Sie kümmern sich um uns hier im Tierheim, so gut es
eben geht. Natürlich werden wir gefüttert, aber ich
habe meinen Appetit schon vor Tagen verloren. Anfangs
rannte ich immer vor ans Gitter, sobald jemand an
meinen Käfig kam, in der Hoffnung, das seiest Du - dass
Du Deine Meinung geändert hättest - dass all dies nur
ein schlimmer Traum gewesen sei... oder ich hoffte,
dass es zumindest jemand wäre, der Interesse an mir
hätte und mich retten könnte.

Als ich einsah, dass ich nichts aufzubieten hatte gegen
das vergnügte Um-Aufmerksamkeit-Heischen unbeschwerter
Welpen, ahnungslos gegenüber ihrem eigenen Schicksal,
zog ich mich in eine ferne Ecke zurück und wartete.

Ich hörte ihre Schritte, als sie am Ende des Tages kam,
um mich zu holen, und trottete hinter ihr her den Gang
entlang zu einem abgelegenen Raum. Ein angenehm ruhiger
Raum. Sie hob mich auf den Tisch und graulte meine
Ohren und sagte mir, es sei alles in Ordnung.

Mein Herz pochte vor Aufregung, was jetzt wohl geschehen würde,
aber da war auch ein Gefühl der Erleichterung. Für den
Gefangenen der Liebe war die Zeit abgelaufen. Meiner
Natur gemäss war ich aber eher um sie besorgt. Ihre
Aufgabe lastet schwer auf ihr, und das fühlte ich,
genauso wie ich jede Deiner Stimmungen erfühlen konnte.

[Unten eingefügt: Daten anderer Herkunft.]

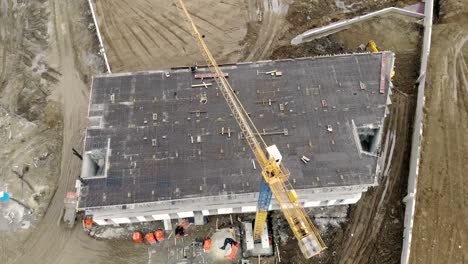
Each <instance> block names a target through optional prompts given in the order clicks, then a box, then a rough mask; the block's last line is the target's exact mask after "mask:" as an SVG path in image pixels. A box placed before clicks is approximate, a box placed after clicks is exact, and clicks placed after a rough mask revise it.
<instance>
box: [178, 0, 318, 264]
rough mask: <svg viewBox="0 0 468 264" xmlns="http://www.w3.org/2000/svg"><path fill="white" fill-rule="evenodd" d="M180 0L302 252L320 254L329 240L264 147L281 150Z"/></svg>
mask: <svg viewBox="0 0 468 264" xmlns="http://www.w3.org/2000/svg"><path fill="white" fill-rule="evenodd" d="M176 3H177V6H178V8H179V9H180V10H181V11H182V13H183V14H184V18H185V20H186V21H187V23H188V25H189V27H190V31H191V33H192V35H193V37H194V38H195V40H196V41H197V44H198V46H199V48H200V50H201V52H202V54H203V56H204V58H205V61H206V63H207V66H208V68H209V69H210V71H211V72H212V73H213V75H214V80H215V81H216V83H217V85H218V88H219V90H220V92H221V94H222V95H223V97H224V99H225V101H226V103H227V104H228V106H229V108H230V110H231V112H232V114H233V117H234V118H235V120H236V122H237V123H238V125H239V127H240V130H241V132H242V136H243V138H244V139H245V140H246V141H247V143H248V144H249V147H250V148H251V150H252V152H253V154H254V155H255V158H256V160H257V162H258V163H259V165H260V167H261V168H262V176H263V179H264V181H265V182H266V183H267V184H268V185H269V187H270V189H271V192H272V193H273V196H274V197H275V199H276V201H277V202H278V204H279V205H280V208H281V211H282V212H283V214H284V216H285V218H286V220H287V221H288V223H289V225H290V226H291V229H292V231H293V233H294V235H295V237H296V239H297V241H298V243H299V247H300V249H301V251H302V253H303V254H304V256H305V257H306V258H310V257H312V256H314V255H316V254H319V253H320V252H321V251H323V250H324V249H325V248H326V246H325V243H324V242H323V240H322V239H321V237H320V235H319V233H318V231H317V229H316V228H315V226H314V225H313V224H312V222H311V220H310V218H309V217H308V216H307V214H306V213H305V211H304V209H303V208H302V207H301V206H300V205H299V202H298V200H297V195H296V192H295V191H294V189H293V188H292V186H291V184H290V183H289V181H288V178H289V171H288V170H287V169H286V168H285V167H284V166H283V165H282V164H281V162H280V159H278V157H274V154H273V155H272V154H271V152H269V153H270V155H269V156H267V154H266V153H265V150H264V149H266V150H267V151H269V149H271V150H272V152H276V153H278V154H279V151H278V150H277V148H276V146H275V145H272V146H267V144H266V143H265V141H264V140H263V138H262V137H261V136H260V133H259V131H258V130H257V128H256V127H255V124H254V123H253V121H252V119H251V118H250V117H249V115H248V113H247V111H246V110H245V108H244V106H243V105H242V103H241V101H240V100H239V98H238V97H237V95H236V93H235V92H234V90H233V89H232V87H231V85H230V84H229V82H228V81H227V79H226V78H225V76H224V73H223V72H222V70H221V69H220V68H219V66H218V64H217V62H216V60H215V59H214V57H213V55H212V54H211V52H210V50H209V49H208V46H207V45H206V43H205V41H204V40H203V37H202V35H201V34H200V32H199V31H198V29H197V26H196V25H195V23H194V22H193V19H192V17H191V15H190V13H189V12H188V10H187V8H186V7H185V4H184V2H183V0H177V1H176ZM275 150H276V151H275ZM279 155H280V154H279ZM258 216H259V215H258V214H257V217H258ZM265 216H266V214H265V213H263V215H261V216H260V218H261V219H256V222H257V221H260V223H261V227H263V225H264V222H265ZM259 228H260V227H259V225H257V224H256V225H255V229H256V232H255V233H257V234H258V233H259V232H260V234H261V232H262V230H263V228H262V229H260V231H258V230H259Z"/></svg>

Behutsam legte sie mir den Stauschlauch an meine
Vorderpfote an, während eine Träne über ihre Wange
floss. Ich leckte ihr die Hand, um sie zu trösten,
genau wie ich Dich vor vielen Jahren getröstet hatte.
Mit geübtem Griff führte sie die Nadel in meine Vene
ein. Als ich den Einstich fühlte und spürte, wie die
kühle Flüssigkeit durch meinen Körper lief, wurde ich
schläfrig und legte mich hin, blickte in ihre gütigen
Augen und flüsterte "Wie konntest Du nur?"

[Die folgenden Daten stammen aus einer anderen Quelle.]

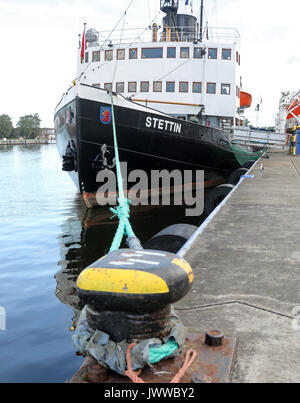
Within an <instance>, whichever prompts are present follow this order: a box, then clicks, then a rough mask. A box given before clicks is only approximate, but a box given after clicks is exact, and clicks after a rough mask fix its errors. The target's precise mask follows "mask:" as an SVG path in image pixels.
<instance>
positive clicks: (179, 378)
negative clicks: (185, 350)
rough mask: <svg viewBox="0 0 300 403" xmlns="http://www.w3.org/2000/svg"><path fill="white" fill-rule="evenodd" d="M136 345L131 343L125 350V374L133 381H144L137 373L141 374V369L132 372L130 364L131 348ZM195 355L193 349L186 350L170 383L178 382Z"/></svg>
mask: <svg viewBox="0 0 300 403" xmlns="http://www.w3.org/2000/svg"><path fill="white" fill-rule="evenodd" d="M135 346H136V343H132V344H130V345H129V346H128V349H127V351H126V360H127V368H128V370H127V371H126V372H125V374H126V375H127V376H128V378H129V379H130V380H131V381H132V382H133V383H145V382H144V381H143V380H142V379H141V378H140V377H139V375H140V374H141V372H142V370H141V369H140V370H138V371H137V372H134V371H133V369H132V365H131V350H132V349H133V348H134V347H135ZM196 357H197V353H196V351H195V350H188V352H187V353H186V357H185V360H184V363H183V365H182V367H181V369H180V370H179V371H178V373H177V374H176V375H175V376H174V378H173V379H172V380H171V382H170V383H179V382H180V381H181V379H182V378H183V377H184V375H185V373H186V371H187V370H188V369H189V368H190V367H191V365H192V364H193V362H194V361H195V358H196Z"/></svg>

Vielleicht verstand sie ja die Hundesprache und sagte
deshalb "Es tut mir ja so leid". Sie umarmte mich und
beeilte sich mir zu erklären, es sei ihre Aufgabe dafür
zu sorgen, dass ich bald an einem besseren Ort wäre, wo
ich weder ignoriert noch missbraucht noch ausgesetzt
werden könnte oder auf mich allein gestellt wäre -
einem Ort der Liebe und des Lichts, vollkommen anders
als dieser irdische Ort. Und mit meiner letzten Kraft
versuchte ich ihr mit einem Klopfen meines Schwanzes zu
verstehen zu geben, dass mein "Wie konntest Du nur?"
nicht ihr galt.

Du warst es, mein geliebtes Herrchen, an den ich
dachte. Ich werde für immer an Dich denken und auf Dich
warten. Möge Dir ein jeder in Deinem Leben so viel
Loyalität zeigen.

Einige Worte des Autors:

Wenn "Wie konntest Du nur?" Tränen in Ihre Augen trieb,
dann erging es Ihnen genauso wie mir, als ich dies
schrieb. Jedermann ist es erlaubt diese Geschichte
weiterzugeben, solange es einem nicht kommerziellen
Zweck dient. Erklären Sie der Öffentlichkeit, dass die
Entscheidung, ein Haustier in eine Familie aufzunehmen
eine wichtige für das Leben ist, dass Tiere unsere
Liebe und unseren Respekt verdienen.